SHREWSBURY: TURNER TAKES PD COMMAND

Chief Bobby Turner has spent his entire career with the borough police department. (Photo by John T. Ward. Click to enlarge)

By JOHN T. WARD

The son of a Long Branch police officer shot in the line of duty is Shrewsbury’s new police chief.

Bobby Turner says he entered college thinking he’d become a social worker or teacher, and even spent a few years pointing in that direction careerwise.

But his father, Greg, frequently spoke of how much he missed police work, despite having been shot in the shoulder while responding to a call in 1972, an injury that forced him to leave the job, Turner told redbankgreen in an interview in his borough hall office Tuesday.

“He would always tell me how much he loved and missed being a police officer,” Turner said. “And I thought, here’s a guy who pretty much should have been killed doing something, and he misses it so much, it must be a pretty good occupation.”

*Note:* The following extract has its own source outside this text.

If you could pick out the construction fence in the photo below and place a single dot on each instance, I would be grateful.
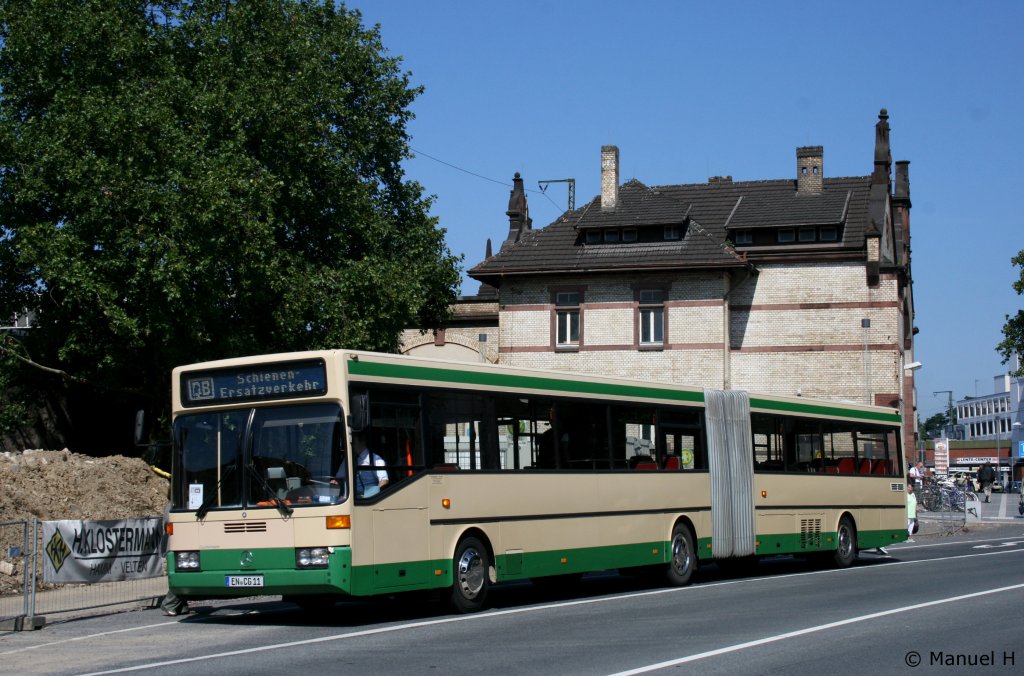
(27, 598)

Turner, then a student at Monmouth University, changed his major to criminal justice. After graduation, he paid his way through the police academy, and was hired as a Shrewsbury patrolman in 1998.

Now 43 years old and the father of three boys, the Ocean Township resident was sworn into his new job in a quiet ceremony Wednesday morning. A formal swearing-in is slated for January 16.

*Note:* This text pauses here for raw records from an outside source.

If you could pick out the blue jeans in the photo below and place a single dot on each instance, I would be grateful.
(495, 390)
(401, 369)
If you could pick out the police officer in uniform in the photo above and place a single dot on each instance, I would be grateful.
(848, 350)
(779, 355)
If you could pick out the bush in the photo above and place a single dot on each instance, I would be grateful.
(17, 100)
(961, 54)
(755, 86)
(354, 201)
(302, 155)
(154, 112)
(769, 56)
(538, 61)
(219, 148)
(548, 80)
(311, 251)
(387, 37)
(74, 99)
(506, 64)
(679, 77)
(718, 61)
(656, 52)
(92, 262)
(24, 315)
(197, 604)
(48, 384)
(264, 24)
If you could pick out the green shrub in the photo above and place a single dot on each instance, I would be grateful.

Turner has served as acting chief since the July 1 retirement of Lou Ferraro, who was chief for nearly five years, and Turner’s contract is retroactive to the date of Ferraro’s appointment, said Mayor Don Burden, who called the promotion “such a natural” move.

Turner “was on a promotion track all the way” since his earliest days with the force, Burden said. “He’s a stellar performer, a natural leader who’s well-respected by all the men and women of the department,” he said. “He just seems to pull people together. The residents have tremendous respect for him.”

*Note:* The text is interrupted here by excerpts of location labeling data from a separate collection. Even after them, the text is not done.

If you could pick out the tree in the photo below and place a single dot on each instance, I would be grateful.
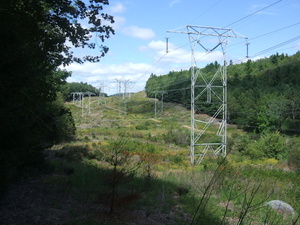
(35, 40)
(123, 167)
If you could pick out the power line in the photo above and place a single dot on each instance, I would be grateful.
(268, 6)
(276, 46)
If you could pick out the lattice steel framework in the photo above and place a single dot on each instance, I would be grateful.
(209, 90)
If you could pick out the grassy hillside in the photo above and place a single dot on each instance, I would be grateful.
(135, 169)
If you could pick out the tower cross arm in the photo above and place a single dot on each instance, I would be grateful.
(209, 31)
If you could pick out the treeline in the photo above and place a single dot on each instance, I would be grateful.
(79, 87)
(35, 41)
(263, 95)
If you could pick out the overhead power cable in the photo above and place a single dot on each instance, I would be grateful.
(276, 46)
(268, 6)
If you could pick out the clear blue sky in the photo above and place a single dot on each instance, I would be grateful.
(138, 47)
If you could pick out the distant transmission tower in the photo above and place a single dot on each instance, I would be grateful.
(208, 91)
(159, 108)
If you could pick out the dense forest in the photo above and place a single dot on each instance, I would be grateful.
(68, 88)
(35, 41)
(263, 95)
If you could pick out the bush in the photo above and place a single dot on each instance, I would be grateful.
(294, 154)
(270, 145)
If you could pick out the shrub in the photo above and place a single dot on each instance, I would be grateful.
(294, 154)
(270, 145)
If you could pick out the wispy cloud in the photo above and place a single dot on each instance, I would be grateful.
(138, 32)
(174, 2)
(117, 8)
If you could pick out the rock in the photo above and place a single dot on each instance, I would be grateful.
(281, 206)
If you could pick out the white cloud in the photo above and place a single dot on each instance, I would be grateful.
(138, 32)
(117, 8)
(180, 55)
(119, 22)
(92, 73)
(174, 2)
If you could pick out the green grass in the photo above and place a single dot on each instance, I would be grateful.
(173, 183)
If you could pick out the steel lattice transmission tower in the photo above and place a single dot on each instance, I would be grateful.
(208, 133)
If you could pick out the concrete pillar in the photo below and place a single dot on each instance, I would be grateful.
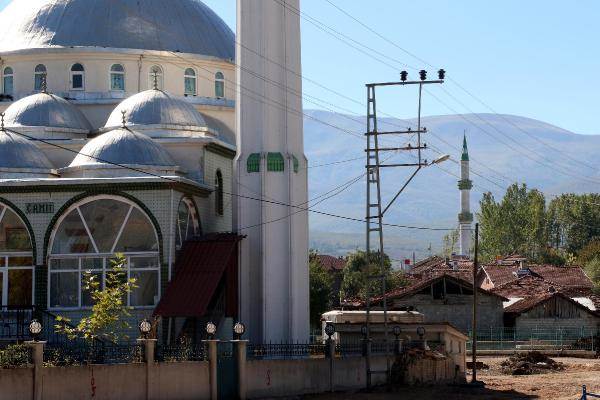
(149, 351)
(240, 352)
(212, 358)
(37, 349)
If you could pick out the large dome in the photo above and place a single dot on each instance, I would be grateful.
(186, 26)
(48, 111)
(19, 156)
(155, 107)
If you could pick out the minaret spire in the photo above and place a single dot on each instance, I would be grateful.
(465, 218)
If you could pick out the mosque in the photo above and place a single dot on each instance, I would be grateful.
(141, 127)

The 16-officer squad provides security to a quiet bedroom community of 4,100 residents framed by highways and retail activity that sharply boosts the daytime population. Turner said his primary focus is on maintaining police services while keeping a lid on his area of the budget, which accounted for $2 million of the town’s $4.8 million in personnel costs in 2017, according to the budget.

The biggest challenge is “going to be money — saving dollars for the taxpayers without affecting the level of service,” Turner said.

Burden said the expansion of the business base, as well as the widespread opioid epidemic, are also expected to challenge the department in coming months.